A lecturer at the University of Cape Coast has called on the Ministry of Education and the Ghana Education Service to organize in-service training for teachers of Reproductive Health related subjects to equip them to be able to treat the topics that affect sexuality of children.

He therefore called on the authorities of the education service to employ the services of health professionals if teachers can’t treat topics on Sexual and Reproductive Health due to some acclaimed “sacred words” in it.

Speaking to press at the launch of a report dubbed “From Paper to Practice: Sexuality Education Policies and Implementation in Ghana” in Sunyani, Professor Akwasi Kumi-Kyereme also kicked against the idea of parents preventing their wards from having access to sexual education

Professor Akwasi Kumi-Kyereme, the Vice Dean at the faculty of Social Sciences at the University of Cape Coast, who joined his other 8 colleagues at the university to conduct the research, noted that parents should open up to teach their children about sex and its related issues to avert teenage pregnancies and STIs.

 “the silence of parents on sexuality has pushed children to crave for knowledge on it from their na├»ve peers leading them into  unprotected sex which sometimes  results to unsafe abortions” he observed.

This research was conducted by the University  with financial support from New York based Guttmacher Institute. The research was conducted in Brong Ahafo, Greater Accra and Northern Regions to find out adolescents’ comprehensive knowledge on sexuality education.

A consultant at the institute, Dr. Joana Nerquaye-Tetteh said this research is among the numerous research the institute has sponsored and conducted in the country.
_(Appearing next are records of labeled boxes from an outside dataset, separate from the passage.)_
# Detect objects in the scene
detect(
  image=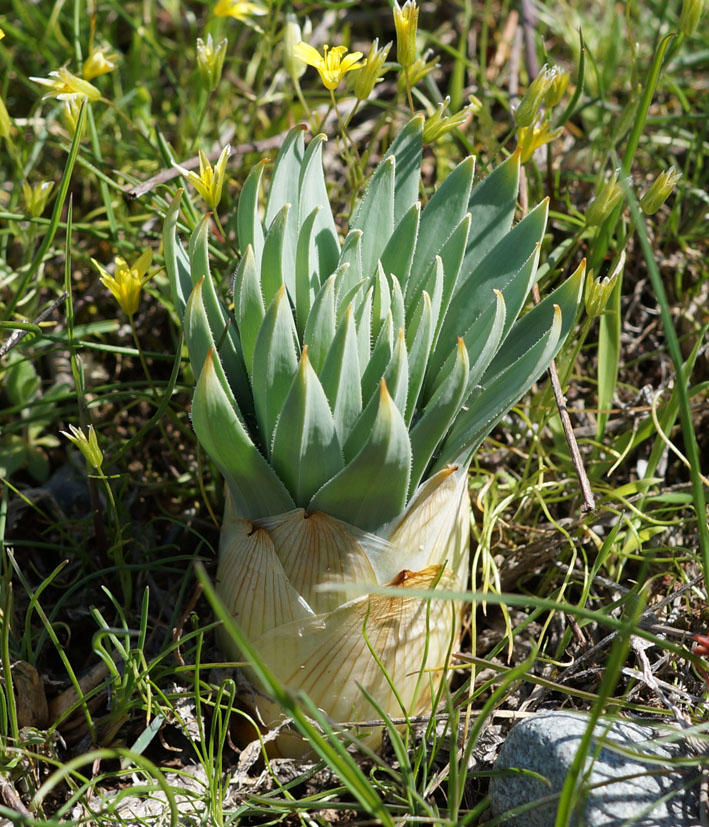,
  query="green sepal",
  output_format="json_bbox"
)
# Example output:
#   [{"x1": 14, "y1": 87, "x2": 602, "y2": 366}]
[
  {"x1": 350, "y1": 156, "x2": 396, "y2": 277},
  {"x1": 344, "y1": 329, "x2": 409, "y2": 461},
  {"x1": 461, "y1": 152, "x2": 520, "y2": 278},
  {"x1": 261, "y1": 204, "x2": 295, "y2": 307},
  {"x1": 162, "y1": 189, "x2": 192, "y2": 319},
  {"x1": 404, "y1": 290, "x2": 433, "y2": 425},
  {"x1": 409, "y1": 339, "x2": 469, "y2": 494},
  {"x1": 320, "y1": 304, "x2": 362, "y2": 445},
  {"x1": 251, "y1": 285, "x2": 300, "y2": 448},
  {"x1": 303, "y1": 273, "x2": 337, "y2": 373},
  {"x1": 295, "y1": 207, "x2": 320, "y2": 336},
  {"x1": 271, "y1": 345, "x2": 344, "y2": 508},
  {"x1": 298, "y1": 134, "x2": 340, "y2": 276},
  {"x1": 308, "y1": 380, "x2": 411, "y2": 532},
  {"x1": 406, "y1": 157, "x2": 475, "y2": 306},
  {"x1": 236, "y1": 158, "x2": 268, "y2": 267},
  {"x1": 431, "y1": 306, "x2": 561, "y2": 474},
  {"x1": 383, "y1": 114, "x2": 425, "y2": 228},
  {"x1": 192, "y1": 350, "x2": 295, "y2": 520},
  {"x1": 234, "y1": 244, "x2": 266, "y2": 376},
  {"x1": 360, "y1": 312, "x2": 394, "y2": 406},
  {"x1": 381, "y1": 201, "x2": 421, "y2": 293}
]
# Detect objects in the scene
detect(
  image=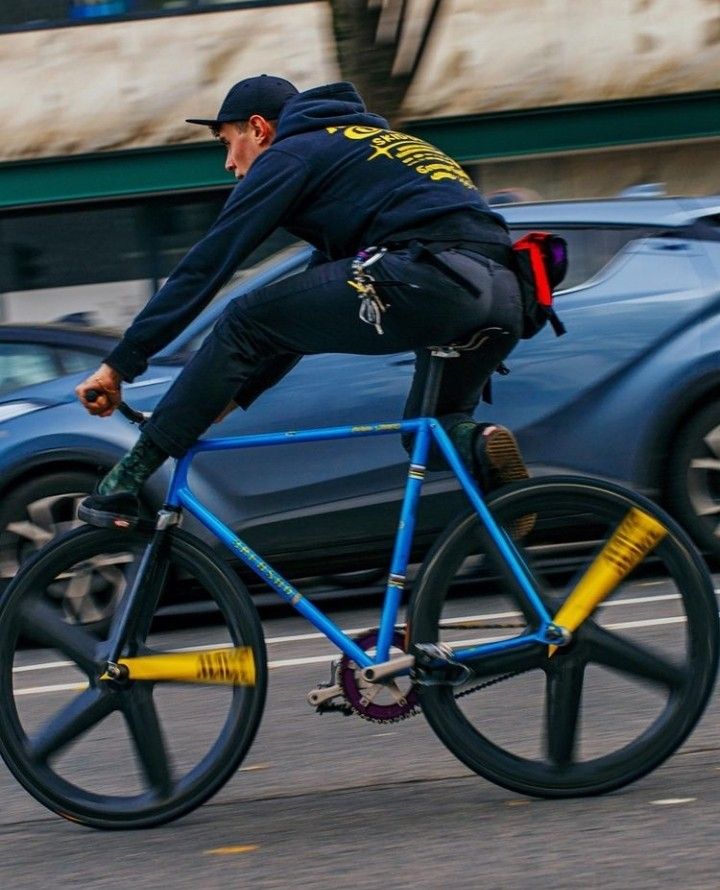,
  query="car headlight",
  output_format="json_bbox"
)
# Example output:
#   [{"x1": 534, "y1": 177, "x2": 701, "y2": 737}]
[{"x1": 0, "y1": 401, "x2": 46, "y2": 423}]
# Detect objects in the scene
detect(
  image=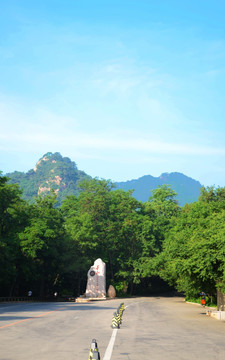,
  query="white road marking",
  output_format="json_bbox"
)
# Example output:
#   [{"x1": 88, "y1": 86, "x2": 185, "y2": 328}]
[{"x1": 103, "y1": 329, "x2": 118, "y2": 360}]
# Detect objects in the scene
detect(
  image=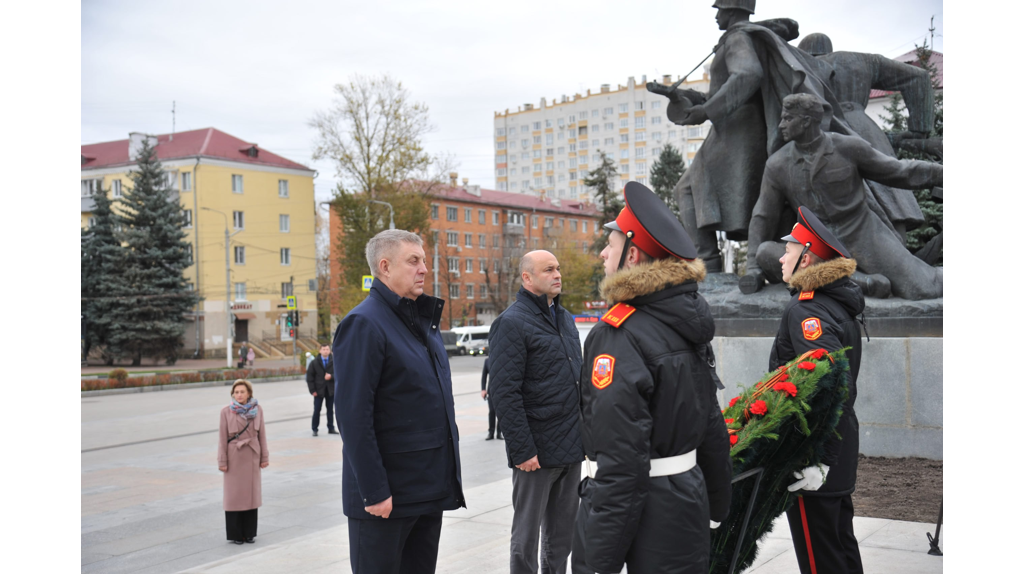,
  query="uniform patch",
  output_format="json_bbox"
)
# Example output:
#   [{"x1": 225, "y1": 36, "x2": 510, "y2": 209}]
[
  {"x1": 800, "y1": 317, "x2": 821, "y2": 341},
  {"x1": 601, "y1": 303, "x2": 637, "y2": 328},
  {"x1": 590, "y1": 355, "x2": 615, "y2": 389}
]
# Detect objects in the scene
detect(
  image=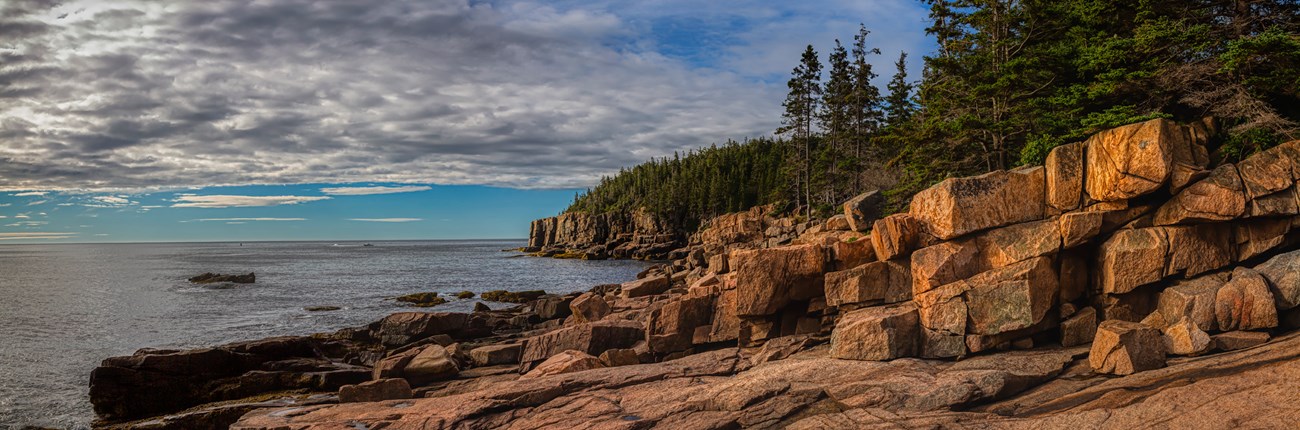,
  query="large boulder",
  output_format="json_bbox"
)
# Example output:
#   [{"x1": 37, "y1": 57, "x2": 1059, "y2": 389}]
[
  {"x1": 646, "y1": 295, "x2": 714, "y2": 353},
  {"x1": 623, "y1": 274, "x2": 672, "y2": 299},
  {"x1": 965, "y1": 257, "x2": 1058, "y2": 335},
  {"x1": 520, "y1": 321, "x2": 645, "y2": 370},
  {"x1": 338, "y1": 378, "x2": 412, "y2": 403},
  {"x1": 1214, "y1": 268, "x2": 1278, "y2": 331},
  {"x1": 469, "y1": 343, "x2": 524, "y2": 366},
  {"x1": 521, "y1": 349, "x2": 605, "y2": 378},
  {"x1": 871, "y1": 213, "x2": 933, "y2": 260},
  {"x1": 1161, "y1": 318, "x2": 1214, "y2": 356},
  {"x1": 915, "y1": 168, "x2": 1047, "y2": 240},
  {"x1": 728, "y1": 244, "x2": 826, "y2": 317},
  {"x1": 1097, "y1": 229, "x2": 1169, "y2": 294},
  {"x1": 1084, "y1": 120, "x2": 1186, "y2": 201},
  {"x1": 569, "y1": 292, "x2": 610, "y2": 322},
  {"x1": 826, "y1": 261, "x2": 913, "y2": 307},
  {"x1": 1044, "y1": 143, "x2": 1086, "y2": 212},
  {"x1": 398, "y1": 344, "x2": 460, "y2": 386},
  {"x1": 1156, "y1": 273, "x2": 1229, "y2": 331},
  {"x1": 1255, "y1": 251, "x2": 1300, "y2": 310},
  {"x1": 844, "y1": 190, "x2": 885, "y2": 231},
  {"x1": 831, "y1": 303, "x2": 920, "y2": 361},
  {"x1": 1088, "y1": 320, "x2": 1165, "y2": 375},
  {"x1": 1153, "y1": 164, "x2": 1247, "y2": 226},
  {"x1": 376, "y1": 312, "x2": 469, "y2": 347}
]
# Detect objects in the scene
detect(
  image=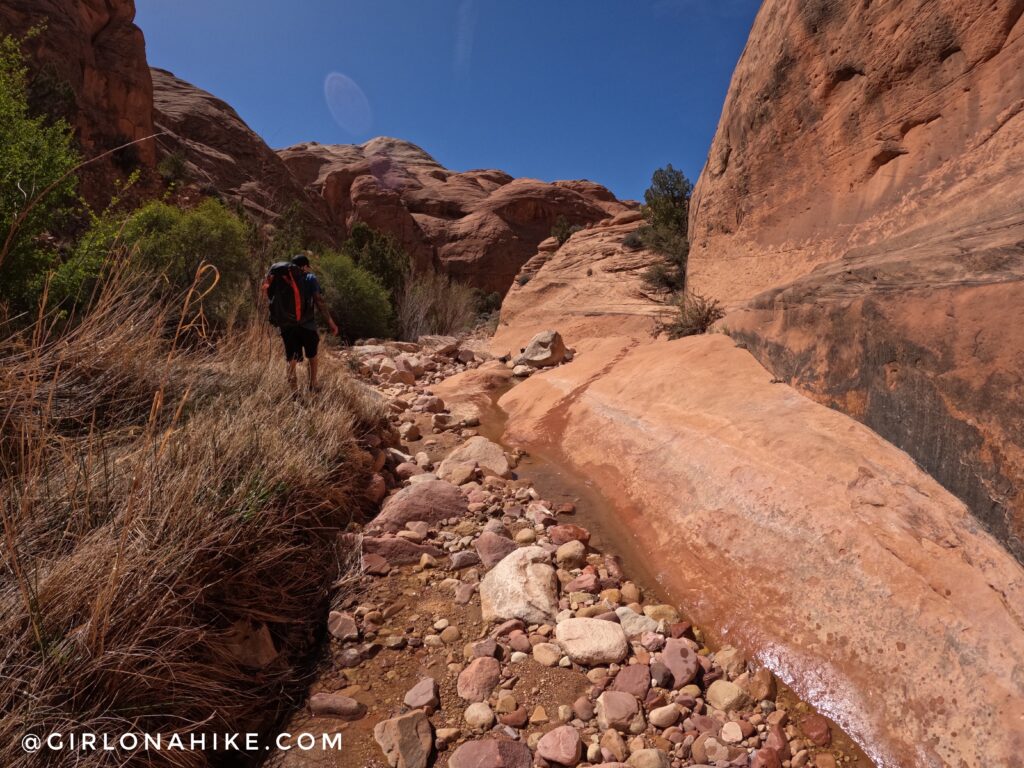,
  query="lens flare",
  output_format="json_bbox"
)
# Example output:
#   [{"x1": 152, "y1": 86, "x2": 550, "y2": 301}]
[{"x1": 324, "y1": 72, "x2": 373, "y2": 136}]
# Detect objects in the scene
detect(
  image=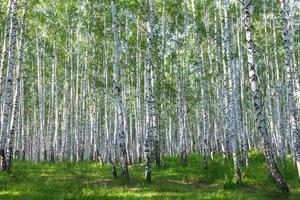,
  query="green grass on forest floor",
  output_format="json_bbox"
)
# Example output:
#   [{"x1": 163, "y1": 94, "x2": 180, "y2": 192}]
[{"x1": 0, "y1": 151, "x2": 300, "y2": 200}]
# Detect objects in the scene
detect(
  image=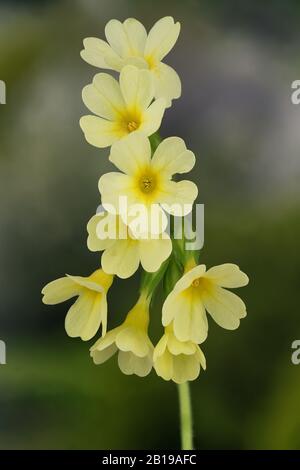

 “We hope that the Ghana Education Service will consider the outcome of the research in the new educational reforms to aid in eradicating the high menace of teenage pregnancy in the country” she opined.

Dr. Osei kuffour Afreh the deputy Brong Ahafo Regional Health Director who was also at the event observed that, the alarming rate of teenage pregnancy poses a great threat on both the lives of the children and the health facilities.

“The children either resort to unsafe abortion or refuse to attend antenatal service because of the stigma they go through as they mingle with their mothers at the same facility for health care ; resulting to labour complications” he added.